Suppression of bipolar excitation and enhanced thermoelectric performance in n-type Bi2Te3 with argyrodite Ag8SnSe6 inclusion

• Published in: Journal of materials chemistry. A, Materials for energy and sustainability Vol. 12; no. 7; pp. 4221 - 4230
• Main Authors: Abubakar Yakubu Haruna, Luo, Yubo, Wang, Li, An, Min, Fu, Peichi, Li, Xin, Jiang, Qinghui, Yang, Junyou
• Format: Journal Article
• Language: English
• Published: Cambridge Royal Society of Chemistry 13.02.2024
• Subjects: Cooling; Excitation; Room temperature; Seebeck effect; Silver; Thermal conductivity; Thermoelectric materials; Tin
• ISSN: 2050-7488; 2050-7496
• DOI: 10.1039/d3ta07023a

In the ever-evolving landscape of electronic cooling technologies, thermoelectric materials have emerged as crucial contenders for efficient heat dissipation.
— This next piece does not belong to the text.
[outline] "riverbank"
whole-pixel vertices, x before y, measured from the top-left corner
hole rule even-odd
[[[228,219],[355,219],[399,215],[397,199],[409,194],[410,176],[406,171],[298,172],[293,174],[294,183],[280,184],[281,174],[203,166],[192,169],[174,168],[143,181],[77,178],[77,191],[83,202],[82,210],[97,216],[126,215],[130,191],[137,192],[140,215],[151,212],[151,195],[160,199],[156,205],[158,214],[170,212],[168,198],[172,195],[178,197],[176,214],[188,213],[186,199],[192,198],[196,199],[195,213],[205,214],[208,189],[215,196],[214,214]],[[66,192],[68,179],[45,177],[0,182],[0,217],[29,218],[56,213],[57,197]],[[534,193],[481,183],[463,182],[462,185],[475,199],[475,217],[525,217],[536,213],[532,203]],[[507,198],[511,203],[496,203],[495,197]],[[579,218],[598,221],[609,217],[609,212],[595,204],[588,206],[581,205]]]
Bi2Te3-based materials are the most outstanding for room temperature application. However, to achieve efficient heat dissipation, the properties of n-type Bi2Te3 need to be improved. This study introduces a novel approach utilizing argyrodite semiconductor Ag8SnSe6 (STSe) to enhance the thermoelectric properties of n-type Bi1.995Cu0.005Te2.69Se0.33Cl0.03. The sample 0.5 wt% STSe achieved a Seebeck coefficient of −193.57 μV K−1 at 353 K due to enhancement in the DOS effective mass caused by dissolved Ag and Sn. In addition, the thermal conductivity of the matrix is reduced by 21.19% to 0.74 W m−1 K−1 at 353 K, owing to AgBi and SnBi, dislocations and STSe nanoscale particles. Consequently, we achieved a room temperature ZT value of 1.17, a peak ZT value of 1.24 at 353 K, and an average ZT of 1.15 in the 300–500 K range due to suppression of bipolar excitation.